Initial Implementation Scope

The first implementation pass should do only the minimum needed to establish the architecture safely:

  1. Add typed manifest parsing and normalization.
  2. Surface normalized metadata in workspace registry entries.
  3. Teach scenario dependency bootstrap to read runtime.skills.required with compatibility for depends.

Later passes should add:

  1. runtime activation state tracking
  2. per-webspace active/inactive transitions
  3. lazy background worker admission
  4. explicit client-presence gating
  5. non-blocking refresh execution for heavy skills such as infrascope_skill

Current Implementation Status

Implemented in the current pass:

  1. typed manifest parsing for:
  2. skill.runtime.activation
  3. scenario.runtime.skills.required
  4. scenario.runtime.skills.optional
  5. compatibility mapping from legacy depends to runtime.skills.required
  6. normalized activation and skill-binding metadata in workspace registry
  7. scenario dependency bootstrap now reads normalized required skill bindings
  8. infrascope_skill and infrastate_skill are marked as lazy scenario-support skills
  9. heavy background refresh work for infrascope_skill and infrastate_skill no longer runs on the event loop thread
  10. shutdown handling now suppresses executor-closing races for those background refresh workers
  11. skill context resolution now prefers workspace registry metadata before falling back to repository ensure() logic

Important current limitation:

  • AdaOS does not yet have a global activation service.
  • Lazy skills are still loaded and subscribed at startup.
  • The current implementation only makes their hot paths cheaper and prevents the known startup stalls.

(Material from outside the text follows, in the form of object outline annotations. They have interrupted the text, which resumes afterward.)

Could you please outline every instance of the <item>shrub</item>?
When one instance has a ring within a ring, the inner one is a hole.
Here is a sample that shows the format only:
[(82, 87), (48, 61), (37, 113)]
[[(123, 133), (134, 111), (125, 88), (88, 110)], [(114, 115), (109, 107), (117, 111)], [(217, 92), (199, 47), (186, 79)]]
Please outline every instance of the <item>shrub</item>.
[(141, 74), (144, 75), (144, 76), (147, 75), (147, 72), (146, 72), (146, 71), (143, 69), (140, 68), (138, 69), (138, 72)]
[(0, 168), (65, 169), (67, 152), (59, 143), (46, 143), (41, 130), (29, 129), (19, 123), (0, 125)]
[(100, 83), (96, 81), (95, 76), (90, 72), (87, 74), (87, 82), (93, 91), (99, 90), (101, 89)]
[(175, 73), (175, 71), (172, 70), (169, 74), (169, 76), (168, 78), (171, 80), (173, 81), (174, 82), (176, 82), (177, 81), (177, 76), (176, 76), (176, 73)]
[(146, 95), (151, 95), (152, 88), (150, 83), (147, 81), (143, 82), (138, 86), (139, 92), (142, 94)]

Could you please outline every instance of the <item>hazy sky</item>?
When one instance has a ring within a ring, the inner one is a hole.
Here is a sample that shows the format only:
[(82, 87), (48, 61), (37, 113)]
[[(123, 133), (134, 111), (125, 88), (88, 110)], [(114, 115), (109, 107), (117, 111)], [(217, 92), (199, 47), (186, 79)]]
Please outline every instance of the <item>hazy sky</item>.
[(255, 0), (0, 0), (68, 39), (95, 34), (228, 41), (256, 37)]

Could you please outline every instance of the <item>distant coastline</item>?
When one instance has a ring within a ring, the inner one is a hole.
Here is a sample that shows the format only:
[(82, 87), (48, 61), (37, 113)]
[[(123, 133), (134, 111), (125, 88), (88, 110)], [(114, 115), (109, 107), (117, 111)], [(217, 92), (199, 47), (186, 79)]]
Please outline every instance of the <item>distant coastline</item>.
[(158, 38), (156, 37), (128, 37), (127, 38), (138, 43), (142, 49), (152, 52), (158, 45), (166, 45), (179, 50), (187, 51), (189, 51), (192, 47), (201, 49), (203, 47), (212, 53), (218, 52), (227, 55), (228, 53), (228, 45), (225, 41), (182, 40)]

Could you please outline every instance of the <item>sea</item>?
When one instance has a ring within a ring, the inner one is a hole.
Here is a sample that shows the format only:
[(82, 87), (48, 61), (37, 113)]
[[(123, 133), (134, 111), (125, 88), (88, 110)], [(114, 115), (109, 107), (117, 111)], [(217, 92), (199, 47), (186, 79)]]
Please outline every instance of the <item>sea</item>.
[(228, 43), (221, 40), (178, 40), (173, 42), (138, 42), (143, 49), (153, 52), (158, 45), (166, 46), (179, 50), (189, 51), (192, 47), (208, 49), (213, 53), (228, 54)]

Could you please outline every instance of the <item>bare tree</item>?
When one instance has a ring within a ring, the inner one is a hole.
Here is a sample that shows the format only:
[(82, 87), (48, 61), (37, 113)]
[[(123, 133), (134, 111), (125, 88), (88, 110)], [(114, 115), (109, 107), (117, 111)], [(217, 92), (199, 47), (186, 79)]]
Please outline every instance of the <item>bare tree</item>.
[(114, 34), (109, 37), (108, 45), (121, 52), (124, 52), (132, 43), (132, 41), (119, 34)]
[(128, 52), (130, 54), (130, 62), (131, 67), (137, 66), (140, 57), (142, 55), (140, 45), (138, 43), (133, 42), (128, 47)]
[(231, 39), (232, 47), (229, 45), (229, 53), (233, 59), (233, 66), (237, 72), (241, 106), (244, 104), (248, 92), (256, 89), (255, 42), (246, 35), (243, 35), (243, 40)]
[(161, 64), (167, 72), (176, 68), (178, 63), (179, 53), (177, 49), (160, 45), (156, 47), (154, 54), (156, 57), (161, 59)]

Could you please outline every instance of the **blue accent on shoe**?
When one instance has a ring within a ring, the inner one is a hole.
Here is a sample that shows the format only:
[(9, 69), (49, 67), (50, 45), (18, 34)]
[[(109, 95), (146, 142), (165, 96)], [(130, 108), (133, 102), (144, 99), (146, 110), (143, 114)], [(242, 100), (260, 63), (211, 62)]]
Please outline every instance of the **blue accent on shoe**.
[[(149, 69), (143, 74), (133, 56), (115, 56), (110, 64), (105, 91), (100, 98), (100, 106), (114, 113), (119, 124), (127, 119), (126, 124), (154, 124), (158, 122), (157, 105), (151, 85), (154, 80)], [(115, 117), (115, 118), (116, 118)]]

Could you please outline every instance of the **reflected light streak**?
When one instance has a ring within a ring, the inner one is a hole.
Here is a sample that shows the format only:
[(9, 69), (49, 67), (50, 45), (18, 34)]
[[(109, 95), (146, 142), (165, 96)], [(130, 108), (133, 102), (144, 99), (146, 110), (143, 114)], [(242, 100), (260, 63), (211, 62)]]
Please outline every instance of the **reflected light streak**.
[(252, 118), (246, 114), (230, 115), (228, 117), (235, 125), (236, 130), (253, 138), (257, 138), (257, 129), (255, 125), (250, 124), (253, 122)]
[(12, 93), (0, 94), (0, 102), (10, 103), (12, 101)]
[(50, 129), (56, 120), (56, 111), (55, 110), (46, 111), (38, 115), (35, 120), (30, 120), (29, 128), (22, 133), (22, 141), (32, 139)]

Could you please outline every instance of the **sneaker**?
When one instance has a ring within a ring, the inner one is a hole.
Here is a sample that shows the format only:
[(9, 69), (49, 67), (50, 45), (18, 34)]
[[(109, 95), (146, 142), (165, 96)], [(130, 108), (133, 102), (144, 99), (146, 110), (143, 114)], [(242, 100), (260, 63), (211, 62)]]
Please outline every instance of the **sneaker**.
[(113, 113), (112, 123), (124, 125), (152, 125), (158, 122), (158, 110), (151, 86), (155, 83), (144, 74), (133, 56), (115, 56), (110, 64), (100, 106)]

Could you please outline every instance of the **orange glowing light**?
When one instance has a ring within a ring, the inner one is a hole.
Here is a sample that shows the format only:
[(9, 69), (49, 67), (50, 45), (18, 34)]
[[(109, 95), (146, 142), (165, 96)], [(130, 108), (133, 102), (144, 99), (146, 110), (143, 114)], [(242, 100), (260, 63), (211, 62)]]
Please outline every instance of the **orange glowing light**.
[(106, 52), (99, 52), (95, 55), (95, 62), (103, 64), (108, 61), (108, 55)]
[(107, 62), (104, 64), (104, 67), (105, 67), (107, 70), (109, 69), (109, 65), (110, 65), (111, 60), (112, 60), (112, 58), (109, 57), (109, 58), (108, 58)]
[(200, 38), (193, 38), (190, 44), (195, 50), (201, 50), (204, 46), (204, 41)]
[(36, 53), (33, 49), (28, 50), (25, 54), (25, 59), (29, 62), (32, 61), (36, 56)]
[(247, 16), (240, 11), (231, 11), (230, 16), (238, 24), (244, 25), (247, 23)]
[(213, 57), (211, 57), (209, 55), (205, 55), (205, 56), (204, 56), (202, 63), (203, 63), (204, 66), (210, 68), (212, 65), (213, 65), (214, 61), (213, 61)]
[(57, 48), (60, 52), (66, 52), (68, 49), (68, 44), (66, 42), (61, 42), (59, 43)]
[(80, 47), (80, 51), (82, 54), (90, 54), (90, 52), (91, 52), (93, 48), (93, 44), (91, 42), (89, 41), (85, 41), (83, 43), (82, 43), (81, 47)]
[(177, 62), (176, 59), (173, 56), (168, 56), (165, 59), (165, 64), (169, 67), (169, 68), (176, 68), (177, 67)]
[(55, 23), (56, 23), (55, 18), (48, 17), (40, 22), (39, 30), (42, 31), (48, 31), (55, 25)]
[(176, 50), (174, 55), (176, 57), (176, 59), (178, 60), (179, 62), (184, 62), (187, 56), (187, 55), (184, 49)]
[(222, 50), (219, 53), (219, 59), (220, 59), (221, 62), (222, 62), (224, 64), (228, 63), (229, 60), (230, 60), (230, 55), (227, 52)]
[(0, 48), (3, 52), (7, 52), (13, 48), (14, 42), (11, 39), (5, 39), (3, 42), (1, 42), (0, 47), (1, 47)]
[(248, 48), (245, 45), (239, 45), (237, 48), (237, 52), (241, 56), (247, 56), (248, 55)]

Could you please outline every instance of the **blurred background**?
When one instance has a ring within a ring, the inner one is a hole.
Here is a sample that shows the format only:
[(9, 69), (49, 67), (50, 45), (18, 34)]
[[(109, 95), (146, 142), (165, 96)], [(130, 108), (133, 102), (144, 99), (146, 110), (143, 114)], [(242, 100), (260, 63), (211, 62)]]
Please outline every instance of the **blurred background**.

This is an intentional transitional step:

  • first remove event-loop blocking and startup regressions
  • then centralize activation state and policy enforcement

Current subscription decision:

  • eager skills may use normal always-registered handlers
  • lazy and on-demand skills should keep early subscriptions but behave as cheap while inactive
  • central runtime activation should eventually decide whether heavy work is admitted, but handler registration itself does not need to be deferred in the first production-safe rollout

Migration Guidance

Recommended migration order:

  1. Keep existing depends in current scenarios.
  2. Add runtime.skills.required to the same scenarios.
  3. Add runtime.activation to scenario-support skills.
  4. Update runtime services to use normalized registry metadata.
  5. Remove legacy-only assumptions after the runtime path no longer depends on depends.

Remaining Work

Still required for the target architecture:

  1. introduce a shared activation runtime that tracks loaded vs active
  2. respect startup_allowed, background_refresh, and client_presence centrally
  3. decide whether lazy skills should use:
  4. cheap always-registered handlers while inactive
  5. or truly deferred subscription wiring for a later optimization pass
  6. move more hot-path metadata reads from repository/git/config access into registry or SQLite-backed fast paths
  7. convert UI-heavy scenario skills to true on-demand detail loading instead of broad eager projection rebuilds

Decision

AdaOS should use an asymmetric but explicit architecture:

  • scenarios declare required and optional skills
  • skills declare activation policy
  • runtime decides when a skill is loaded versus active

This keeps dependency ownership stable, allows service-style skills, supports lazy UI-facing skills, and gives a clear path to removing startup stalls caused by eager scenario support work.